Un leadership mondial qui ne profite pas assez aux producteurs
Bien que la Côte d’Ivoire domine le marché mondial du cacao, de nombreux producteurs vivent encore dans la précarité. En effet, la volatilité des cours et les marges captées par les intermédiaires réduisent fortement leurs revenus.
Ainsi, Laurent Gbagbo dénonce un paradoxe : le pays reste numéro un mondial, mais les planteurs de cacao en Côte d’Ivoire peinent à vivre dignement de leur travail.

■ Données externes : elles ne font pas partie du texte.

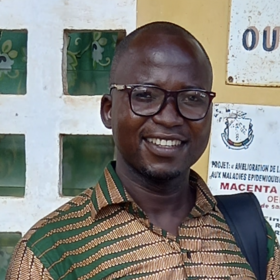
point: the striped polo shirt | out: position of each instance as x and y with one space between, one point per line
103 234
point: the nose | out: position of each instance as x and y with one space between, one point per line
169 116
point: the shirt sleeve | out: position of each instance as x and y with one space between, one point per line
25 265
273 266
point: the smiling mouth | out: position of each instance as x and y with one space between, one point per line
164 142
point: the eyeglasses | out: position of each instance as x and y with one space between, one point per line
147 100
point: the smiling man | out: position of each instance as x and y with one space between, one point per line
150 216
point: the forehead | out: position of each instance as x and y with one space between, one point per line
152 54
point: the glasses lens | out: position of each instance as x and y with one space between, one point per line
146 101
193 104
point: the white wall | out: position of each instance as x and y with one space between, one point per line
45 112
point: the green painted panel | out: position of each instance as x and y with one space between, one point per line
84 159
12 165
7 245
89 57
13 61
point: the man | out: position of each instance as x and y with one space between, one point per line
150 216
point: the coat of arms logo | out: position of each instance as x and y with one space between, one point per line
238 133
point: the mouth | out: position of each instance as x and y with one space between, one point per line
164 142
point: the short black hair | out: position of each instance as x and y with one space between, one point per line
158 26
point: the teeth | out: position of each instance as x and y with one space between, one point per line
163 142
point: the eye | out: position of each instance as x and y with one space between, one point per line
143 94
193 98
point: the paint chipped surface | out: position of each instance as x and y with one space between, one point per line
45 112
253 51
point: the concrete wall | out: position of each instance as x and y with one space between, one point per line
208 20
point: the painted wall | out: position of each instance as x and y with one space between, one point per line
208 20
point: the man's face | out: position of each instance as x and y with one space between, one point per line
172 63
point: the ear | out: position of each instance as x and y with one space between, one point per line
106 109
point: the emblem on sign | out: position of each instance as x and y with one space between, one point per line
238 133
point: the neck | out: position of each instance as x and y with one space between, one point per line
166 202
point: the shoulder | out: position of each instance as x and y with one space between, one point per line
70 219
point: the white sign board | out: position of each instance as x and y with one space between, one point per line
245 155
254 51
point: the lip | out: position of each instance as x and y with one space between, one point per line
165 145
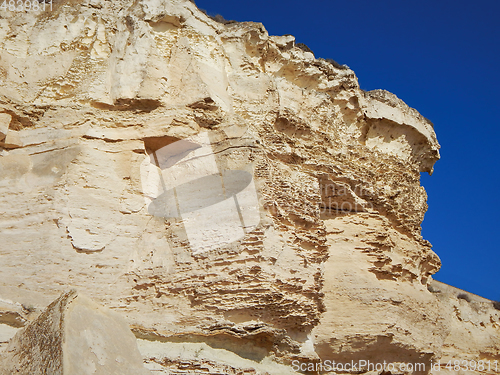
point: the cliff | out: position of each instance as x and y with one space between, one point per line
242 204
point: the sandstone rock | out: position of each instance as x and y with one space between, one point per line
73 336
5 119
329 264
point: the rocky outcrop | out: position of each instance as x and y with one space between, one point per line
217 186
73 336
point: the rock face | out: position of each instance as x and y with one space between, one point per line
218 186
74 336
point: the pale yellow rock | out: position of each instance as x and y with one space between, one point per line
332 264
73 336
5 120
12 140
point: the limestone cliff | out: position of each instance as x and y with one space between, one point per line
244 205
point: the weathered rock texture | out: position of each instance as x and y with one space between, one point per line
73 336
336 268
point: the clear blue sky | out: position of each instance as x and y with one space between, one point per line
442 58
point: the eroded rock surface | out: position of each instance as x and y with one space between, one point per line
73 336
333 268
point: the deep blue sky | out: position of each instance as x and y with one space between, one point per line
442 58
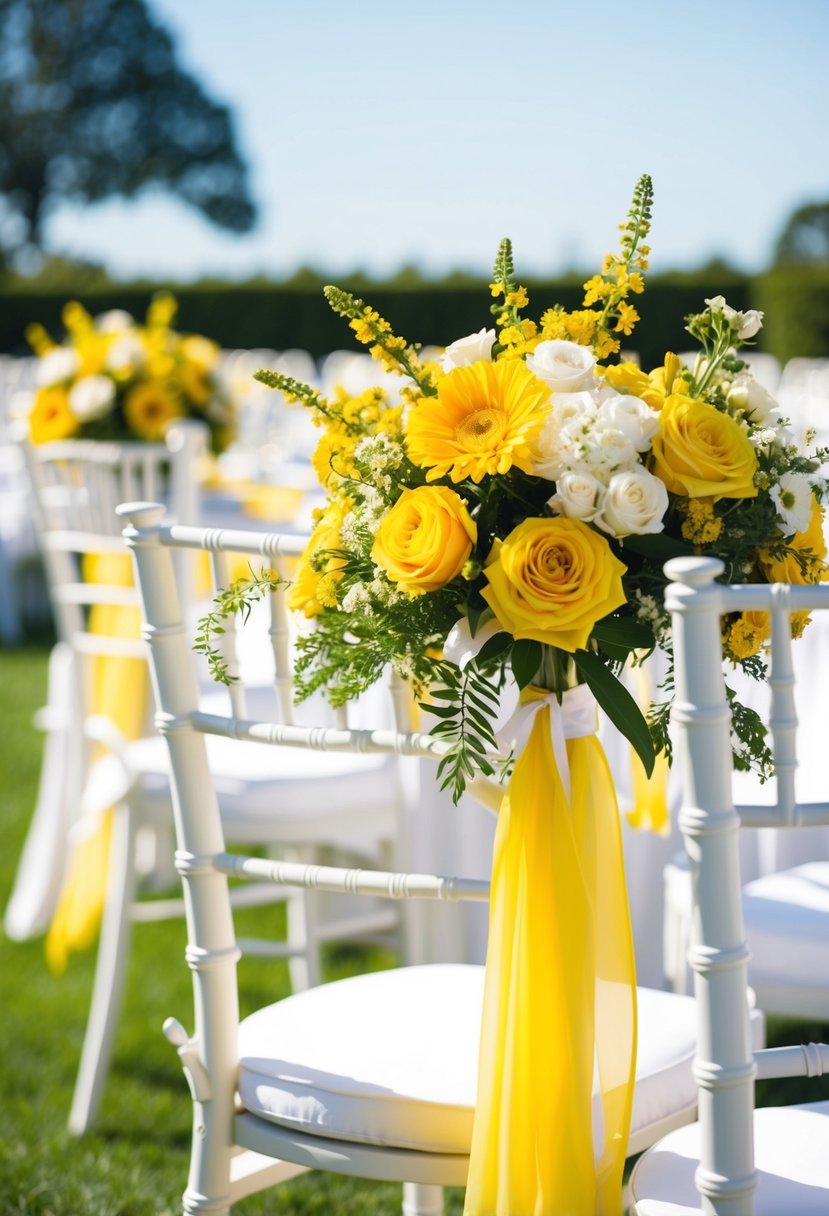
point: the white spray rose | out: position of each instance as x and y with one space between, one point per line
745 325
125 353
635 504
748 394
565 366
461 647
750 322
552 450
468 350
113 321
91 397
607 450
633 417
55 366
793 497
577 496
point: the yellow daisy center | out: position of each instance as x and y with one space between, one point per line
483 428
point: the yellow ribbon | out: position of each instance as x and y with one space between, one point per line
118 690
650 810
559 998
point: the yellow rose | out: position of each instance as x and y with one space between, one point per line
552 580
426 539
701 452
51 416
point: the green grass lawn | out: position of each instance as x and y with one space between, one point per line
135 1163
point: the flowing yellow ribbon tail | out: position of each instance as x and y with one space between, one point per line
649 811
118 690
559 1000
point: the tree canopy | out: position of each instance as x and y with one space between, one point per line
805 238
94 102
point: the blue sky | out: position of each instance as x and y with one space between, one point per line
388 134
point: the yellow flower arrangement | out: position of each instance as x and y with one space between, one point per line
426 539
478 423
112 378
551 580
526 482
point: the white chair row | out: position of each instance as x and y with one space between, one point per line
298 805
374 1075
734 1161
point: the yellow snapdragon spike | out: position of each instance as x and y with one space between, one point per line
119 692
559 995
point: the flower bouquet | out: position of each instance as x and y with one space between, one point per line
112 378
506 518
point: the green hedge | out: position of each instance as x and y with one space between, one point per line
796 307
246 315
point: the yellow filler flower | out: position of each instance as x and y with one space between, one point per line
479 423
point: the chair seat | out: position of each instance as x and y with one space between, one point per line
410 1035
787 924
790 1148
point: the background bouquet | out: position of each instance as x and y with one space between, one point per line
512 508
112 378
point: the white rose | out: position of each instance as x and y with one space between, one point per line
717 304
607 450
793 497
468 350
565 366
577 495
56 365
125 353
745 393
461 647
635 504
570 415
91 397
633 417
113 321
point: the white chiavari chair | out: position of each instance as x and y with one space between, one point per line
736 1160
351 803
374 1075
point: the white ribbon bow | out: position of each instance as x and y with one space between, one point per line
573 719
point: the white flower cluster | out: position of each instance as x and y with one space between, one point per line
381 456
592 445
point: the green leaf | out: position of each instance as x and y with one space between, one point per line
632 635
525 660
658 545
492 648
618 704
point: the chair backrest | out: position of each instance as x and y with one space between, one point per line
77 484
726 1067
204 865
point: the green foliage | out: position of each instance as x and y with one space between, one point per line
796 305
466 703
805 238
277 315
236 600
94 102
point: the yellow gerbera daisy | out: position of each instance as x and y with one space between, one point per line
480 421
51 417
148 409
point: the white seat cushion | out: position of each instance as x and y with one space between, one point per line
392 1058
790 1152
787 924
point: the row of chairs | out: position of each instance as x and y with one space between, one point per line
253 805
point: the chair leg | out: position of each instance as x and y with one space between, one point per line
304 915
110 974
422 1200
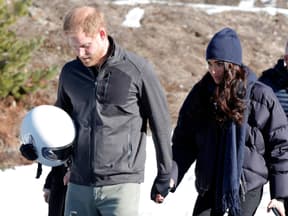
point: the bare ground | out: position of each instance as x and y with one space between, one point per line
173 38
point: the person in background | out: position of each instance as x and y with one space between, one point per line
111 94
277 79
236 131
55 190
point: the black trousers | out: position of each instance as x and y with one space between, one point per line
204 205
57 199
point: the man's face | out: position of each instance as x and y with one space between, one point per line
91 50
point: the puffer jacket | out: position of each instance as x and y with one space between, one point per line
277 79
266 148
111 107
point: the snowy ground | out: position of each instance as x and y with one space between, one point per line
21 193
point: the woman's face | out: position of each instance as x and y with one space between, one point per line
216 69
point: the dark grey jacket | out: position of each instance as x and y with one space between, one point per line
111 107
266 150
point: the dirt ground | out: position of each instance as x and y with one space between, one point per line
172 36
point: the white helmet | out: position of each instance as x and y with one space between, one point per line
51 131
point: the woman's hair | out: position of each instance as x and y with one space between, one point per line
229 95
86 18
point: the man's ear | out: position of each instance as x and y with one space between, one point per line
103 33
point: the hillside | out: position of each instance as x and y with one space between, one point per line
172 36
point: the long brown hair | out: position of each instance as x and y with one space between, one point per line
229 95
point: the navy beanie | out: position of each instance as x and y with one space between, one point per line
225 45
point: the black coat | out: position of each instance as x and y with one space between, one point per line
277 79
266 148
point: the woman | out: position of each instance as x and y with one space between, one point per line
236 131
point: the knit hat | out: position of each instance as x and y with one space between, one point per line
225 45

Paiement et transparence : des réformes attendues
Par ailleurs, l’ancien chef de l’État critique certaines pratiques de paiement. Selon lui, un producteur ne devrait jamais repartir avec une simple promesse de règlement après avoir vendu sa récolte.
Il appelle donc à un mécanisme clair, rapide et sécurisé. L’objectif est simple : garantir un paiement immédiat et protéger les exploitants contre l’endettement.
Une question sociale et stratégique
En outre, la filière cacao structure l’économie de régions entières comme la Nawa. Elle représente des milliers d’emplois directs et indirects. Par conséquent, toute réforme du secteur aura un impact national.
En conclusion, Laurent Gbagbo insiste sur la constance en politique. Selon lui, seuls les engagements tenus durablement permettent d’améliorer les conditions de vie des planteurs.